August 24, 2011
The Federal Circuit’s en banc opinion is out. It affirms the Court of Federal Claims on the reasoning set out in our prior posts and rejects the harmless error analysis of the prior panel opinion. We are pleased to see the Federal Circuit safely emerge (albeit clutching map and compass) from the TEFRA forest.
August 18, 2011
As we mentioned in our last post, the only brief remaining to be filed in NPR was the taxpayer’s reply brief. That brief has now been filed and with it a DOJ motion to strike part of that reply as an inappropriate sur-reply. The motion concerns a section in the reply in which the taxpayer takes on DOJ for arguing (in its previously filed reply brief ) that the only relevant factor in determining the incidence of the valuation misstatement penalty (between partnership and partner) is whether there are partnership items involved and not where the specific misstatement results in a loss.

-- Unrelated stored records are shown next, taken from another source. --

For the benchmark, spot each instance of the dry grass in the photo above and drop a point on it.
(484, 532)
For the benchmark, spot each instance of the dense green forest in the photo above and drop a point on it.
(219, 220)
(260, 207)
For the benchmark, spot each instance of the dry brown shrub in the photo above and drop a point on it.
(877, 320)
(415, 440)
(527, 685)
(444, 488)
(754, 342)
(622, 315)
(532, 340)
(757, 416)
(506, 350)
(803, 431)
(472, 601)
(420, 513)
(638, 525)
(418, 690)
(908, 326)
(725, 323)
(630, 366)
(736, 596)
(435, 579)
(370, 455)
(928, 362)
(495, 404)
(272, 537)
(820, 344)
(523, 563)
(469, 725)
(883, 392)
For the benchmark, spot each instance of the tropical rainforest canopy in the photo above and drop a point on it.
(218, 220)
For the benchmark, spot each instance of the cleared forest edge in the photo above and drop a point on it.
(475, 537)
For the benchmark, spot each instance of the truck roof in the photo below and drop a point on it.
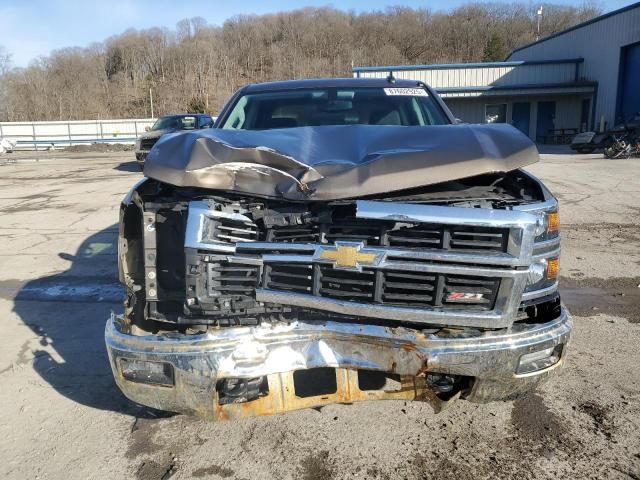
(329, 83)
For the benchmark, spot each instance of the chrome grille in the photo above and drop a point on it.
(231, 229)
(418, 263)
(385, 287)
(396, 234)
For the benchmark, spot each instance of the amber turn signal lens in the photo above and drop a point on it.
(553, 268)
(553, 222)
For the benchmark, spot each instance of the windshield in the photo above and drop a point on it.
(335, 106)
(178, 123)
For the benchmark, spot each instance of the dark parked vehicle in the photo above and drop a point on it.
(169, 124)
(620, 141)
(333, 241)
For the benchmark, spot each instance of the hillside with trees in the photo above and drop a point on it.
(196, 66)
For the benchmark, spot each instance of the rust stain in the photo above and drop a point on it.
(281, 397)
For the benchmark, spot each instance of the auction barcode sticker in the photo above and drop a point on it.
(410, 92)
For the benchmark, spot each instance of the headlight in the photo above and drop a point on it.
(548, 225)
(543, 274)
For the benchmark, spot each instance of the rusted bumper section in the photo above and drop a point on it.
(198, 363)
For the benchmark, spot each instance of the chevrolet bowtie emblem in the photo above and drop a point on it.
(348, 256)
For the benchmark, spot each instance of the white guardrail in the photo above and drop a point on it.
(44, 135)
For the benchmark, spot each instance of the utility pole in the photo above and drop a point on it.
(151, 101)
(539, 17)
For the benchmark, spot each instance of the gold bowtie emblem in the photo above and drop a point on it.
(348, 256)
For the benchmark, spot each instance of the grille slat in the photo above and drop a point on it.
(345, 293)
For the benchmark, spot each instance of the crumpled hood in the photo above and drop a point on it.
(335, 162)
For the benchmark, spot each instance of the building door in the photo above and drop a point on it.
(545, 121)
(585, 110)
(520, 116)
(629, 86)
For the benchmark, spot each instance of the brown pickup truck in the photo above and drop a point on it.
(337, 240)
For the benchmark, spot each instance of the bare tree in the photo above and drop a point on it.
(197, 66)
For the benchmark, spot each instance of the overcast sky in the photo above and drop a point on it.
(30, 28)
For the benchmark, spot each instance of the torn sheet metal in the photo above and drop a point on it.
(335, 162)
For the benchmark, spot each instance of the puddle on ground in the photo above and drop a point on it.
(618, 296)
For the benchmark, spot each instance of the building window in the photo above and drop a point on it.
(495, 113)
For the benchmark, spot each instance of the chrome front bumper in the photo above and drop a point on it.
(276, 351)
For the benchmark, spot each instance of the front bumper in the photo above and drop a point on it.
(276, 351)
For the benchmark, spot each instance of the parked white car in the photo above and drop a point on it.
(6, 145)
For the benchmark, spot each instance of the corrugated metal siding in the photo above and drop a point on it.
(471, 110)
(599, 44)
(485, 76)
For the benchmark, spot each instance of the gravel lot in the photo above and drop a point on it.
(61, 415)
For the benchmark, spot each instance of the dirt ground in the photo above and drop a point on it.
(61, 415)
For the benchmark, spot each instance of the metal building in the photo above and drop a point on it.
(610, 47)
(550, 89)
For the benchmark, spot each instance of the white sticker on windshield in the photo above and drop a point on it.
(409, 92)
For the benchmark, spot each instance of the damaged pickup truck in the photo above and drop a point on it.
(331, 241)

The taxpayer’s view is that DOJ is trying to have its cake and eat it too – arguing that the penalty applies at the partnership level because it is related to partnership items but refusing to allow section 6664 arguments to be heard on the grounds that those are specific to the partner. DOJ’s position is that it would be barred from raising the penalty outside of the context of a partnership proceeding because the penalty relates to a partnership item (or items) and that it is not inconsistent to require section 6664 intent to be evaluated at the partner level (and, in any event, it is required by the regulations). All of this, as we have extensively discussed, is intertwined in the silliness of trying to separate partner and partnership intent between TEFRA levels something the regulations perhaps should not have done but clearly do. It will be interesting to see how the Fifth Circuit handles the case.
August 12, 2011
It has been a while since we published an update on NPR (please no comments on Supreme Court Justices, schoolchildren, and bloggers taking summers off). Since our last post discussing the government’s opening brief, the taxpayer filed its brief responding to the government and opening the briefing on their cross-appeal. The government also filed its response/reply. All that remains now is the taxpayer’s reply brief on its cross-appeal, currently due on August 15. There are a slew of technical TEFRA issues that are raised by the parties. The taxpayer is appealing the district court’s rulings regarding whether a no change letter can ever be an FPAA and, if it can be, whether an erroneously checked box on the tax return (claiming that the partnership was not a TEFRA partnership) can constitute a misrepresentation of a material fact such that the no-second-FPAA rule of section 6223(f) is inapplicable. As we discussed last post, the parties are jointly briefing — in the government’s appeal — the application of the Heasley/Weiner line of cases to the taxpayer’s concession strategically made to circumvent the gross valuation misstatement penalty. Mayo is implicated by the application of Treasury Regulation section 1.6662-5(d) (DOJ relies on Brand X to argue that the regulation controls over the contrary rule previously announced in Heasley).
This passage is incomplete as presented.